Joe and Toby Rissin hired Antwain Chatman and his company HCEC to install the system in the fall of 2018. They say for the next 10 months, the system never worked properly, despite Chatman’s frequent visits and reassurances.
The Rissins contacted 10 On Your Side and we were able to get Chatman on camera saying he would resolve the problems. Then, he went a step further and visited the Rissins, and told them he’d refund their money and remove the faulty equipment. In the end, he did neither and the couple never heard from Chatman again.
“I hate being taken advantage of,” Joe Rissin said Wednesday morning from his home near Virginia Wesleyan University.
The Rissins see Chatman as bold and brazen, but not believable.
“I was really surprised that he came here and in front of the camera, he admitted that he was wrong and then took off,” Toby Rissin said.
10 On Your Side told them about the state Contractor Transaction Recovery Fund in Richmond.
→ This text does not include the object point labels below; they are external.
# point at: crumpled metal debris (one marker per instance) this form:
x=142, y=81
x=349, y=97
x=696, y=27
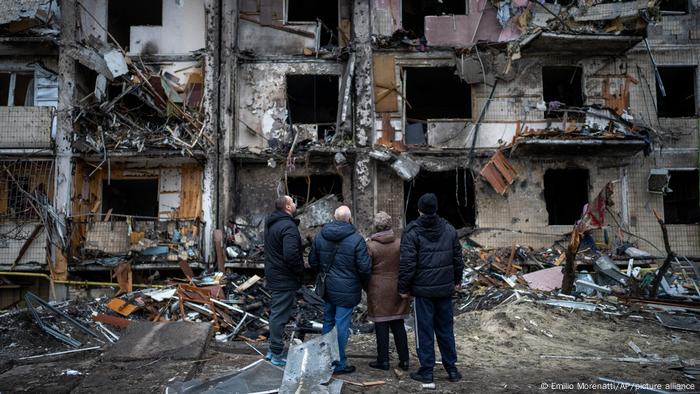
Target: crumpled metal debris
x=310, y=366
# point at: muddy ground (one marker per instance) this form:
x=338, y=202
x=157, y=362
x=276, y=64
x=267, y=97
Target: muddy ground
x=500, y=350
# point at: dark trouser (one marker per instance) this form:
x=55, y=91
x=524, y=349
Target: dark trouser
x=281, y=307
x=382, y=331
x=434, y=316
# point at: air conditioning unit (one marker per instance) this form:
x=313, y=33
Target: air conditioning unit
x=658, y=181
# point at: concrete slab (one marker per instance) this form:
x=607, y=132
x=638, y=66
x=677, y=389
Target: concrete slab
x=148, y=340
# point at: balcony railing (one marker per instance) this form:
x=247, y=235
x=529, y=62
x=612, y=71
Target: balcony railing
x=141, y=239
x=25, y=127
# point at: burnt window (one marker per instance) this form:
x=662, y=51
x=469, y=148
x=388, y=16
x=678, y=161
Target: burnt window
x=679, y=84
x=18, y=200
x=308, y=189
x=16, y=89
x=560, y=2
x=122, y=14
x=414, y=12
x=674, y=6
x=562, y=84
x=312, y=10
x=435, y=93
x=682, y=204
x=454, y=191
x=134, y=197
x=565, y=194
x=313, y=99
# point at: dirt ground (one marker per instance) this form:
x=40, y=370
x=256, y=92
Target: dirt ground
x=500, y=350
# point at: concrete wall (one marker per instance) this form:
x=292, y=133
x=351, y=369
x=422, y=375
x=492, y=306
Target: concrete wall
x=262, y=99
x=183, y=28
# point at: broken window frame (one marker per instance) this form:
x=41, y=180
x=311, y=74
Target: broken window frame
x=695, y=91
x=551, y=215
x=13, y=72
x=422, y=34
x=547, y=114
x=675, y=12
x=697, y=178
x=334, y=122
x=319, y=28
x=104, y=209
x=127, y=43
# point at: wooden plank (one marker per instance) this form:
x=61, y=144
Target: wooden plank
x=28, y=243
x=219, y=247
x=385, y=94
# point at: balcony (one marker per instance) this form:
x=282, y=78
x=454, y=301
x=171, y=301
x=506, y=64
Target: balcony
x=146, y=242
x=25, y=127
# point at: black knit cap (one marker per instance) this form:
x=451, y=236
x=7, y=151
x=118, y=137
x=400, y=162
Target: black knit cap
x=427, y=204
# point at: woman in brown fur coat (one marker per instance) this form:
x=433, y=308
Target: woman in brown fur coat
x=384, y=305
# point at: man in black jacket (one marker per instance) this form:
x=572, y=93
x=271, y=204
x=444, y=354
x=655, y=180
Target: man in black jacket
x=341, y=251
x=284, y=270
x=430, y=270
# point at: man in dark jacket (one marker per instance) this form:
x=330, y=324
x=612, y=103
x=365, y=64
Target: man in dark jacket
x=430, y=270
x=341, y=251
x=284, y=269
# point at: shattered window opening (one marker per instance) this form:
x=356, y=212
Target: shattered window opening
x=313, y=99
x=679, y=84
x=674, y=6
x=313, y=10
x=562, y=84
x=23, y=184
x=435, y=93
x=565, y=194
x=122, y=14
x=413, y=12
x=119, y=197
x=308, y=189
x=16, y=89
x=682, y=203
x=455, y=193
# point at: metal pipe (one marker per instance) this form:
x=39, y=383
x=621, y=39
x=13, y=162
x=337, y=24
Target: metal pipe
x=75, y=282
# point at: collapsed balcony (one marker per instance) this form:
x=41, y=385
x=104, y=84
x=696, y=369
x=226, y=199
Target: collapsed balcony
x=133, y=106
x=569, y=26
x=588, y=130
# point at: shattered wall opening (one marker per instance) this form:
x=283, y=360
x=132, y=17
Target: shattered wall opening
x=133, y=197
x=25, y=187
x=16, y=89
x=682, y=203
x=123, y=14
x=434, y=93
x=679, y=84
x=313, y=10
x=562, y=84
x=565, y=194
x=674, y=6
x=313, y=99
x=413, y=12
x=455, y=193
x=306, y=189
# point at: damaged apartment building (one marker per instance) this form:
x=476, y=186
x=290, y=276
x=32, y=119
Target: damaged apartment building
x=141, y=138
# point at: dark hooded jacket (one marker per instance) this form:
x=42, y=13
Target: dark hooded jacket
x=431, y=258
x=350, y=269
x=284, y=264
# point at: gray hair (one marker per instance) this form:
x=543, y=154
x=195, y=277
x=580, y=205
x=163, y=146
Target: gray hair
x=343, y=213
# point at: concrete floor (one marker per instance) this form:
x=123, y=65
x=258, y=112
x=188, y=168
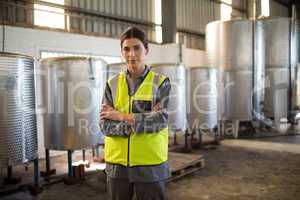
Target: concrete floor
x=237, y=169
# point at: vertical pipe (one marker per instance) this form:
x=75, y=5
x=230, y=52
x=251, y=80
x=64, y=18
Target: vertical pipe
x=36, y=172
x=254, y=9
x=83, y=154
x=47, y=152
x=200, y=137
x=9, y=172
x=3, y=26
x=97, y=151
x=70, y=170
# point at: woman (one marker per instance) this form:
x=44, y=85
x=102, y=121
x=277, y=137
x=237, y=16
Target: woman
x=134, y=121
“You need more than just, ‘He did a bad job,'” said attorney Brian Miller who represented the Rissins for their claim to the state fund. Miller says he can count on one hand the number of awards he has seen from the fund in the past 30 years.
“[Chatman] clearly took a job for which he was not qualified, but that in and of itself would not have enabled them to recover,” Miller said.
To recover any money, the fund requires two key elements: the contractor has to be licensed, and the consumer has to show evidence of fraud. Chatman held a Class A Virginia contractor license.
For the Rissins, the trail of evidence was a combination of text messages Chatman had sent them and a series of investigative stories by 10 On Your Side.
“The video clips that [10 On Your Side was] able to obtain and the text messages that he sent to Mr. Rissin where he was making all sorts of false promises,” were the necessary proof to make their case, according to Miller.
The Rissins paid a second contractor $16,000 for a proper system. They were awarded the maximum $20,000 from the fund but had to pay attorney’s fees and other costs, and netted $13,200. Not to mention the inconvenience of 10 months of being too cold in the winter, too hot in the summer and hours on end of chasing a contractor and dealing with documents, attorneys and state regulators.
But the award has Toby Rissin feeling “fantastic, I am so glad that someone recommended you. I don’t know what we would have done without [10 On Your Side] and you recommended a great lawyer.”
At one point, Chatman communicated with WAVY-TV 10 about the Rissins and several other clients who had complained about his work. We attempted to contact him Wednesday afternoon. He did not immediately return our message.